In geWorkbench, the most simple variant of VIPER is employed, which assumes that in the null situation the target genes are uniformly distributed on the gene expression signature. The standalone version offers a permutation method (given a set of control samples) to calculate a null model accounting for non-independence of expression between genes.
VIPER and its source code are released in geWorkbench under the VIPER Software License.
Prerequistes
The local version of VIPER requires that R be installed on the same machine as geWorkbench. Please see the R installation instructions on the Download and Installation page. The R location must then be set in the geWorkbench Preferences.
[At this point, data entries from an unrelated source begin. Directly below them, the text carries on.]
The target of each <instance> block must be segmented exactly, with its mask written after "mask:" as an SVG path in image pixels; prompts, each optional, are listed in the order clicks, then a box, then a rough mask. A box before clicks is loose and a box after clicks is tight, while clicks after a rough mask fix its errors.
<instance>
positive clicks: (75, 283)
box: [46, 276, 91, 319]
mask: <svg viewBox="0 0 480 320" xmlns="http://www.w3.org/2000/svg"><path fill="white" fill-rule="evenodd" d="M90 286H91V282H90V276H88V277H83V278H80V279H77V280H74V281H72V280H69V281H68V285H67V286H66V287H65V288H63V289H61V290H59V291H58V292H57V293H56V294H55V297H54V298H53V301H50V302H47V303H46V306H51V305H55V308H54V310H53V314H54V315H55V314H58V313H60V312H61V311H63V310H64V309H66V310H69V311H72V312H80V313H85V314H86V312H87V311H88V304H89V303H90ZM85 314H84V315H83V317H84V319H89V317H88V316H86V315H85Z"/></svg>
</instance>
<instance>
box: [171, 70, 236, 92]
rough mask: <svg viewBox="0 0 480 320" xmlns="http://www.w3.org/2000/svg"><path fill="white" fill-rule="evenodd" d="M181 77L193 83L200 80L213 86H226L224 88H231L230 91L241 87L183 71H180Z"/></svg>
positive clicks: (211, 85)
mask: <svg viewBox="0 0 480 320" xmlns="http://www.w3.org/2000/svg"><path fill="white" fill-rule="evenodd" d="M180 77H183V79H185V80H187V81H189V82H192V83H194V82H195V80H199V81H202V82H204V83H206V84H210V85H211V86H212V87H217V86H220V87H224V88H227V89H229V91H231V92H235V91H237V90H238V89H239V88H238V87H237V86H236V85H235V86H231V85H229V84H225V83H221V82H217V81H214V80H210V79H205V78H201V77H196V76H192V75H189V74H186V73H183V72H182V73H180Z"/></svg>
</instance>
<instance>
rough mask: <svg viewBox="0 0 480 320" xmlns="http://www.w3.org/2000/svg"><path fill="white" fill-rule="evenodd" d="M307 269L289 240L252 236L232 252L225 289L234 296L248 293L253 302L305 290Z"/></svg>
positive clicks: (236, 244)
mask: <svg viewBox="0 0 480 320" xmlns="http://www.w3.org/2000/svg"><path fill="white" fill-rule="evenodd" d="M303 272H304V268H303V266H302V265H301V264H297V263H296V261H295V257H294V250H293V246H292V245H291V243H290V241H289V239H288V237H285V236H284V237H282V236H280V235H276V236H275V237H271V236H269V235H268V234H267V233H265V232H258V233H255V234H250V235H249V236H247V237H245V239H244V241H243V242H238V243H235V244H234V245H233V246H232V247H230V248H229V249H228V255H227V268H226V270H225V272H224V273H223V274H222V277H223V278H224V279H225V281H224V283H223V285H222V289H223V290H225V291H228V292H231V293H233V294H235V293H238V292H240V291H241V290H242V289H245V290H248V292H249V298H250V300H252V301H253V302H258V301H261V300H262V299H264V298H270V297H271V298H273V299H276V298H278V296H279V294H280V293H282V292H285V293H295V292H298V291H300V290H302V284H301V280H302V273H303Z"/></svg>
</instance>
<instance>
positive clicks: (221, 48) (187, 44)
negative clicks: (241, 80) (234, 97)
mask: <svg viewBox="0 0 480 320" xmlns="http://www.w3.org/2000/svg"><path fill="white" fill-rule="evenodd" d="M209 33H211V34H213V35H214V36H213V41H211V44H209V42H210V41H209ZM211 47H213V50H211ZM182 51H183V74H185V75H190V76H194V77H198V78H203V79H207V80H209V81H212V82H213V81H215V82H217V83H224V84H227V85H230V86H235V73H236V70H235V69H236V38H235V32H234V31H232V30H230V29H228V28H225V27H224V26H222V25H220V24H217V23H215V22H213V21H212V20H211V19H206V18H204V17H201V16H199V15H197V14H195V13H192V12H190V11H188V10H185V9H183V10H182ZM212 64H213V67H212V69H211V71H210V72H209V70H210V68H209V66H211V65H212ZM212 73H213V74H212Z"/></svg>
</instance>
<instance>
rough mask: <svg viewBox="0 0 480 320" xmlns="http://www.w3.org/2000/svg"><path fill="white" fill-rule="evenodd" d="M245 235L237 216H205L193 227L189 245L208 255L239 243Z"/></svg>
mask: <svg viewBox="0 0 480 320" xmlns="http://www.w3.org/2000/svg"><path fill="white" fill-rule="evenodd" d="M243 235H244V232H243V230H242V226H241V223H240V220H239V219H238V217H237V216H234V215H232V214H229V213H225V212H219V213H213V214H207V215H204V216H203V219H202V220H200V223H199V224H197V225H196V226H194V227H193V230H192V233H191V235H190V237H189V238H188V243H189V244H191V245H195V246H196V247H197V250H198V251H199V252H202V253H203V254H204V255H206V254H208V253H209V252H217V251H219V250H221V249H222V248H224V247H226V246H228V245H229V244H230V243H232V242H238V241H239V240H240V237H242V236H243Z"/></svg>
Note - The version of Viper used in geWorkbench differs slightly from the freestanding version available in Bioconductor. If you plan to run both versions on your machine, please set a separate package directory for R packages in geWorkbench in the Preferences. The geWorkbench version of Viper will be downloaded automatically to this directory on demand.
Data
Individual samples may represent e.g. case and control experiments, or may all belong to a single type, e.g. drug perturbation experiments. See the analysis method options for appropriate handling of different data types.
Analysis
For a typical dataset containing expression values relative to control, the "Scale" method of analysis is recommended.
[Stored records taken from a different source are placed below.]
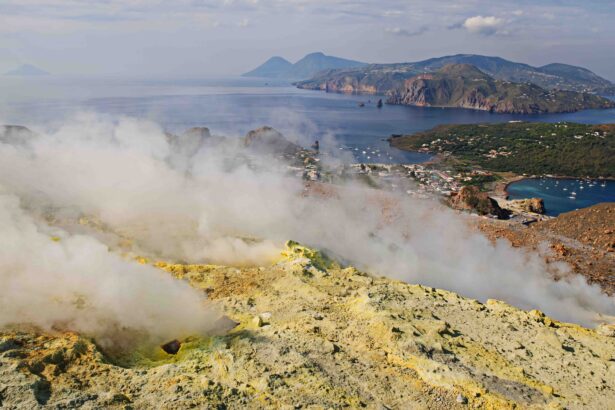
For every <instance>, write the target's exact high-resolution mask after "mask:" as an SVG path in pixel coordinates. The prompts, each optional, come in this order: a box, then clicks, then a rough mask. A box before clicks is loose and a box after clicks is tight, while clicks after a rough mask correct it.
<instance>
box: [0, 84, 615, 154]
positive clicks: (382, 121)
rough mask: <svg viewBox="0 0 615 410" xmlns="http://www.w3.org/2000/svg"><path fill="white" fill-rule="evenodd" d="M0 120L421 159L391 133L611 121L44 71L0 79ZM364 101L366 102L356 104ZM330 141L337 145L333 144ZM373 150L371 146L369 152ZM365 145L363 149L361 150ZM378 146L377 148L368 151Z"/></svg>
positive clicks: (39, 124)
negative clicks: (65, 121) (482, 124)
mask: <svg viewBox="0 0 615 410" xmlns="http://www.w3.org/2000/svg"><path fill="white" fill-rule="evenodd" d="M0 90H1V91H2V92H1V93H0V122H2V123H6V124H19V125H26V126H30V127H33V128H36V127H53V126H54V125H56V124H57V125H59V124H61V123H62V122H63V121H64V120H66V119H67V118H70V117H71V116H72V115H75V114H76V113H78V112H83V111H87V112H96V113H99V114H109V115H112V116H130V117H138V118H148V119H151V120H152V121H155V122H157V123H159V124H160V125H161V126H162V127H164V128H165V129H167V130H168V131H178V132H181V131H183V130H185V129H186V128H189V127H195V126H206V127H209V128H210V129H211V131H212V133H214V134H218V135H235V136H243V135H245V134H246V133H247V132H248V131H249V130H251V129H254V128H257V127H260V126H263V125H270V126H273V127H274V128H276V129H278V130H280V131H281V132H282V133H284V134H286V135H288V136H290V137H291V139H292V137H293V135H302V141H311V140H317V139H322V138H323V137H324V136H331V137H334V138H332V139H329V138H325V143H326V142H327V141H335V142H334V144H336V145H339V146H340V147H341V148H345V149H348V150H351V152H352V153H353V154H354V155H355V158H356V159H357V160H358V161H364V162H379V163H386V162H397V163H399V162H406V163H413V162H422V161H425V160H426V159H428V158H429V156H428V155H426V154H420V153H411V152H402V151H399V150H396V149H393V148H389V147H388V143H387V142H385V141H384V139H386V138H388V137H389V136H390V135H391V134H404V133H412V132H416V131H421V130H426V129H429V128H432V127H434V126H436V125H438V124H445V123H476V122H505V121H512V120H523V121H548V122H558V121H575V122H583V123H608V122H615V110H614V109H612V110H588V111H581V112H577V113H568V114H550V115H509V114H491V113H488V112H482V111H472V110H465V109H441V108H421V107H408V106H394V105H385V106H384V107H383V108H381V109H378V108H377V107H376V102H377V100H378V98H379V97H377V96H373V95H371V96H370V95H345V94H333V93H324V92H319V91H309V90H300V89H297V88H295V87H293V86H292V85H291V84H290V83H288V82H286V81H276V80H271V79H254V78H241V77H231V78H200V79H194V78H193V79H185V78H184V79H171V78H167V79H149V80H144V79H128V78H113V77H104V78H86V77H59V76H49V77H40V78H6V77H5V78H0ZM359 103H365V107H359ZM335 148H337V147H335ZM376 150H378V151H376ZM363 151H365V154H363ZM371 152H377V154H371Z"/></svg>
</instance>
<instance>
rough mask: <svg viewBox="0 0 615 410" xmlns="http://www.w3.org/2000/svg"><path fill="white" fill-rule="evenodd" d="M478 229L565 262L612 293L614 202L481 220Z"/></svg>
mask: <svg viewBox="0 0 615 410" xmlns="http://www.w3.org/2000/svg"><path fill="white" fill-rule="evenodd" d="M478 228H479V229H480V230H481V231H482V232H483V233H484V234H486V235H487V236H488V237H489V238H491V239H493V240H495V239H498V238H505V239H507V240H509V241H510V242H511V243H512V244H513V246H515V247H525V248H528V249H531V250H533V251H537V252H540V253H542V254H543V255H544V256H545V258H547V259H548V260H550V261H564V262H567V263H568V264H569V265H570V266H571V267H572V270H573V271H574V272H575V273H578V274H581V275H583V276H585V277H586V278H587V279H588V280H589V281H590V282H591V283H597V284H599V285H600V286H601V287H602V288H603V289H604V291H605V292H606V293H608V294H611V295H612V294H613V293H615V203H613V202H610V203H602V204H598V205H595V206H593V207H590V208H584V209H580V210H577V211H572V212H568V213H564V214H561V215H559V216H558V217H557V218H553V219H549V220H544V221H539V222H536V223H533V224H531V225H529V227H526V226H524V225H522V224H519V223H516V222H507V221H496V220H487V219H481V220H480V221H479V222H478Z"/></svg>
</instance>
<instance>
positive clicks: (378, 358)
mask: <svg viewBox="0 0 615 410" xmlns="http://www.w3.org/2000/svg"><path fill="white" fill-rule="evenodd" d="M157 266H158V267H160V268H161V269H164V270H166V271H168V272H169V274H172V275H174V276H175V277H176V278H177V279H178V280H187V281H188V282H189V283H191V284H192V285H193V286H194V287H196V288H199V289H202V290H203V291H204V292H206V293H207V294H208V295H209V298H210V299H211V300H213V301H215V303H218V304H219V305H220V306H221V307H222V309H223V310H224V312H225V314H226V316H227V317H228V318H230V319H231V320H233V321H234V322H236V323H237V326H236V327H235V328H234V329H233V330H231V331H230V332H229V333H228V334H226V335H223V336H216V337H209V338H191V339H188V340H183V341H182V345H181V348H180V350H179V352H178V353H177V354H176V355H171V354H167V353H165V352H164V351H163V350H162V349H161V348H159V347H154V348H152V349H150V350H148V349H138V350H134V351H128V352H122V353H120V354H118V353H117V352H115V353H114V354H111V353H110V352H104V351H102V350H101V349H100V348H98V347H97V345H96V344H95V342H94V341H92V340H90V339H88V338H86V337H84V336H80V335H77V334H73V333H70V332H63V331H60V330H58V331H57V332H55V333H49V332H41V331H38V330H36V329H28V328H15V329H9V330H4V331H2V333H0V407H2V408H8V409H17V408H75V407H82V408H124V409H127V408H169V409H170V408H191V407H198V408H262V407H273V408H342V407H348V408H360V407H365V408H377V409H388V408H390V409H406V408H424V409H452V408H466V407H472V408H494V409H495V408H498V409H499V408H515V407H521V408H595V409H606V408H609V406H612V405H613V403H615V385H614V384H613V382H612V381H613V380H615V337H613V336H615V328H613V327H609V326H606V325H603V326H602V327H600V328H598V330H597V331H594V330H589V329H585V328H582V327H579V326H576V325H570V324H564V323H559V322H556V321H554V320H552V319H550V318H548V317H546V316H544V315H543V314H542V313H541V312H538V311H531V312H525V311H522V310H519V309H516V308H513V307H511V306H508V305H506V304H504V303H502V302H498V301H488V302H486V303H485V304H483V303H479V302H477V301H475V300H470V299H465V298H463V297H461V296H459V295H456V294H454V293H451V292H447V291H442V290H437V289H433V288H428V287H423V286H418V285H410V284H406V283H401V282H397V281H392V280H389V279H384V278H375V277H371V276H368V275H365V274H363V273H361V272H359V271H357V270H356V269H354V268H351V267H347V268H344V267H341V266H338V265H337V264H336V263H334V262H332V261H329V260H327V259H326V258H325V257H323V256H322V255H321V254H319V253H317V252H315V251H311V250H309V249H306V248H303V247H301V246H299V245H297V244H294V243H289V244H288V247H287V249H286V250H285V251H284V252H283V254H282V257H281V259H280V261H279V262H278V263H276V264H274V265H272V266H266V267H254V268H243V269H237V268H229V267H222V266H212V265H171V264H166V263H158V264H157Z"/></svg>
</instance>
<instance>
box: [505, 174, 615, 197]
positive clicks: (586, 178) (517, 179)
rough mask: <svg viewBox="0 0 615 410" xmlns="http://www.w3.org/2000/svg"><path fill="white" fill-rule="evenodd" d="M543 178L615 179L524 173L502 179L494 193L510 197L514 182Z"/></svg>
mask: <svg viewBox="0 0 615 410" xmlns="http://www.w3.org/2000/svg"><path fill="white" fill-rule="evenodd" d="M542 178H548V179H572V180H575V181H578V180H587V179H590V180H592V181H615V178H612V177H607V178H586V177H571V176H561V175H550V176H546V175H532V176H523V175H518V176H515V177H511V178H509V179H506V180H504V181H501V182H500V183H498V185H499V186H496V188H495V189H494V190H493V192H494V195H497V194H503V195H505V198H508V186H509V185H511V184H514V183H515V182H520V181H523V180H526V179H542Z"/></svg>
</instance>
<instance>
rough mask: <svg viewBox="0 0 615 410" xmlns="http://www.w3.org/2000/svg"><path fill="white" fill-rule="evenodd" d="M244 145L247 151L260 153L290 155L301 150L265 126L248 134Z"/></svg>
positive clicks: (252, 130)
mask: <svg viewBox="0 0 615 410" xmlns="http://www.w3.org/2000/svg"><path fill="white" fill-rule="evenodd" d="M244 144H245V146H246V147H247V148H248V149H251V150H254V151H257V152H260V153H270V154H291V155H292V154H295V153H296V152H298V151H300V150H301V147H300V146H298V145H297V144H294V143H292V142H290V141H289V140H287V139H286V137H284V135H282V134H281V133H280V132H279V131H277V130H276V129H274V128H271V127H267V126H265V127H260V128H257V129H255V130H252V131H250V132H248V133H247V134H246V136H245V138H244Z"/></svg>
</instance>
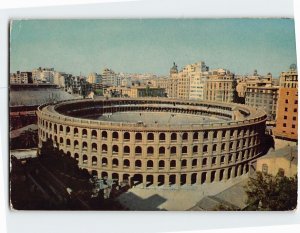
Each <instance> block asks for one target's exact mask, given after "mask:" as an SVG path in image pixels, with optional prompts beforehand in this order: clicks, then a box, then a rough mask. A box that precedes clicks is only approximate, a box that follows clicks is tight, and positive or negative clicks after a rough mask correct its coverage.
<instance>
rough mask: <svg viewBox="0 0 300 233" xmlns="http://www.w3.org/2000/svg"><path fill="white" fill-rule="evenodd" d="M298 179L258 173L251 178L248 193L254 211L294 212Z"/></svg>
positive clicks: (246, 190)
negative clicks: (275, 211) (255, 204)
mask: <svg viewBox="0 0 300 233" xmlns="http://www.w3.org/2000/svg"><path fill="white" fill-rule="evenodd" d="M297 184H298V178H297V176H294V177H290V178H289V177H286V176H282V175H281V174H277V175H276V176H275V177H274V176H272V175H269V174H264V173H262V172H257V173H256V177H255V178H250V180H249V182H248V186H247V187H246V193H247V196H248V203H249V204H250V205H253V203H256V204H257V205H253V206H252V207H253V210H277V211H282V210H294V209H295V208H296V207H297Z"/></svg>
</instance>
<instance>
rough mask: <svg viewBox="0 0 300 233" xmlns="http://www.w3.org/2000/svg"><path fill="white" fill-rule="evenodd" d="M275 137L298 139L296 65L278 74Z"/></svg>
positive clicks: (285, 138)
mask: <svg viewBox="0 0 300 233" xmlns="http://www.w3.org/2000/svg"><path fill="white" fill-rule="evenodd" d="M276 115H277V118H276V128H275V130H274V131H273V132H274V135H275V137H277V138H284V139H288V140H292V141H297V140H298V73H297V69H296V65H291V66H290V70H289V71H287V72H282V73H281V75H280V87H279V100H278V107H277V114H276Z"/></svg>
VIPER analysis transforms the input expression matrix into a transcription factor activity matrix, representing the relative activity of each TF in each sample. This matrix can be viewed in the Tabular Microarray Viewer, the Color Mosaic Viewer, or can be analyzed further e.g. with hierarchical clustering.
Parameters
- Select Service
- Local Service - Run VIPER on an instance of R installed on the same machine as geWorkbench.
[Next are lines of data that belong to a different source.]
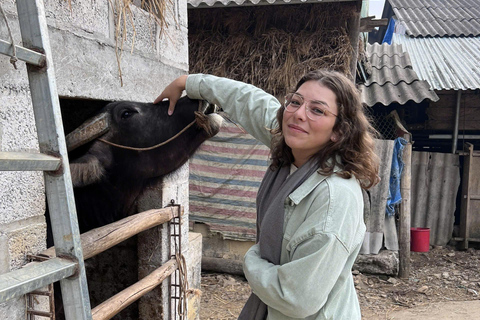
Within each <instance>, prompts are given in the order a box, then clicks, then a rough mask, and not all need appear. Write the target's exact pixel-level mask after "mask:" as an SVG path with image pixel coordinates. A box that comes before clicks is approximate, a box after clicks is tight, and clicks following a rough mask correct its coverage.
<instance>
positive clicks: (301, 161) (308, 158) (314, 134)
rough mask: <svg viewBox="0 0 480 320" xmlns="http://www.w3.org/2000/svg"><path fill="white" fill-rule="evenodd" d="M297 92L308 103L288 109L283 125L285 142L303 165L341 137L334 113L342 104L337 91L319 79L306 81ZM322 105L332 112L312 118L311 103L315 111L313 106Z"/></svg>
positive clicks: (296, 163)
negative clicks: (336, 94)
mask: <svg viewBox="0 0 480 320" xmlns="http://www.w3.org/2000/svg"><path fill="white" fill-rule="evenodd" d="M296 93H297V94H298V95H300V96H301V97H302V98H303V101H304V103H303V104H302V105H301V106H300V107H299V108H298V109H297V110H296V111H294V112H289V111H287V109H285V111H284V112H283V122H282V129H283V136H284V137H285V143H286V144H287V145H288V146H289V147H290V148H291V149H292V153H293V157H294V159H295V161H294V164H295V165H296V166H297V167H300V166H301V165H303V164H304V163H305V162H307V161H308V159H309V158H310V157H311V156H312V155H314V154H315V153H317V152H318V151H319V150H321V149H322V148H323V147H324V146H325V144H326V143H327V142H328V141H330V140H332V141H335V140H336V139H337V136H336V134H335V133H334V132H333V126H334V125H335V121H336V117H335V116H334V115H333V114H335V115H338V107H337V97H336V95H335V93H333V91H332V90H330V89H328V88H326V87H325V86H323V85H321V84H320V83H318V82H317V81H314V80H310V81H307V82H305V83H304V84H302V85H301V86H300V88H298V90H297V91H296ZM312 101H314V102H313V103H312ZM297 106H298V103H297ZM318 106H319V107H321V108H323V109H324V110H327V111H329V112H327V113H325V114H324V115H322V116H320V117H316V118H315V120H312V119H310V118H309V117H308V116H307V107H308V108H310V112H312V109H313V108H316V107H318ZM317 111H318V110H317ZM332 113H333V114H332ZM310 117H311V116H310Z"/></svg>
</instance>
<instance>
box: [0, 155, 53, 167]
mask: <svg viewBox="0 0 480 320" xmlns="http://www.w3.org/2000/svg"><path fill="white" fill-rule="evenodd" d="M60 164H61V159H59V158H55V157H52V156H49V155H46V154H42V153H28V152H0V171H38V170H40V171H55V170H58V168H60Z"/></svg>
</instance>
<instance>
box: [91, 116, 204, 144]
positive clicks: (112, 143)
mask: <svg viewBox="0 0 480 320" xmlns="http://www.w3.org/2000/svg"><path fill="white" fill-rule="evenodd" d="M195 123H197V125H198V127H199V128H201V129H204V130H205V131H206V132H207V134H208V135H209V136H211V135H212V128H210V126H209V125H208V117H207V116H206V115H205V114H203V113H202V112H199V111H195V120H193V121H192V122H190V123H189V124H188V125H187V126H186V127H185V128H183V129H182V130H181V131H180V132H178V133H177V134H176V135H174V136H173V137H171V138H169V139H168V140H166V141H163V142H161V143H159V144H156V145H154V146H151V147H145V148H136V147H129V146H124V145H121V144H116V143H113V142H110V141H107V140H105V139H102V138H97V140H98V141H101V142H103V143H106V144H108V145H111V146H114V147H117V148H121V149H127V150H134V151H149V150H153V149H156V148H159V147H161V146H163V145H166V144H167V143H169V142H170V141H173V140H175V139H176V138H178V137H179V136H180V135H181V134H182V133H184V132H185V131H187V130H188V128H190V127H191V126H193V125H194V124H195Z"/></svg>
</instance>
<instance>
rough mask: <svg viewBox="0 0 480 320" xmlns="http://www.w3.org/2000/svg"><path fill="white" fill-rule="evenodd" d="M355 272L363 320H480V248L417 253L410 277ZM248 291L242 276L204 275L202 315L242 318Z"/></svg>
mask: <svg viewBox="0 0 480 320" xmlns="http://www.w3.org/2000/svg"><path fill="white" fill-rule="evenodd" d="M352 274H353V277H354V281H355V286H356V288H357V293H358V296H359V300H360V307H361V309H362V317H363V319H368V320H370V319H372V320H377V319H378V320H380V319H382V320H394V319H403V320H408V319H415V320H418V319H422V320H427V319H432V320H433V319H455V320H464V319H465V320H466V319H480V295H479V292H480V250H476V249H471V248H470V249H468V250H467V251H458V250H455V249H454V248H453V247H450V246H447V247H435V248H432V249H431V250H430V251H429V252H424V253H423V252H422V253H418V252H412V253H411V270H410V277H409V278H408V279H400V278H397V277H388V276H379V275H369V274H362V273H360V272H358V271H353V272H352ZM249 295H250V288H249V286H248V284H247V282H246V280H245V279H244V278H243V277H239V276H233V275H228V274H219V273H202V298H201V310H200V319H201V320H210V319H211V320H213V319H215V320H227V319H237V316H238V314H239V313H240V310H241V308H242V307H243V304H244V303H245V301H246V299H247V298H248V296H249Z"/></svg>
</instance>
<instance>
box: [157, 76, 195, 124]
mask: <svg viewBox="0 0 480 320" xmlns="http://www.w3.org/2000/svg"><path fill="white" fill-rule="evenodd" d="M187 77H188V76H187V75H183V76H180V77H178V78H177V79H175V80H173V82H172V83H170V84H169V85H168V86H167V87H166V88H165V89H164V90H163V91H162V93H161V94H160V95H159V96H158V97H157V99H155V101H154V102H153V103H154V104H156V103H159V102H160V101H163V99H168V100H169V101H170V105H169V107H168V115H170V116H171V115H172V114H173V111H174V110H175V104H177V101H178V99H180V97H181V96H182V93H183V90H185V87H186V85H187Z"/></svg>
- Web service - Run Viper on a remote server (local is recommended).
- Select Regulon
- hl60_cmap2_tf_regulon - Human promyelocytic leukemia, CMAP2 data
- mcf7_cmap2_tf_regulon - Breast adenocarcinoma, CMAP2 data
- pc3_cmap2_tf_regulon - Prostate cancer, CMAP2 data
- Select Method
- none - use if the data is already in rank format.
- scale - for each gene (row in dataset), calculate the mean and standard deviation across all columns, then subtract the mean from each value in the row, and divide each by the standard deviation. This assumes the data has a normal distribution, i.e. that it has already been log2 normalized.
- rank - rank transform row-wise
- mad - for each row, subtract the median, divide by the mean absolute deviation (MAD)
- ttest - for each row, perform a t-test comparing each sample (column) one-at-a-time against all other samples taken together.
References
Mariano Alvarez Yao Shen, B. Belinda Ding, B. Hilda Ye and Andrea Califano, manuscript in preparation.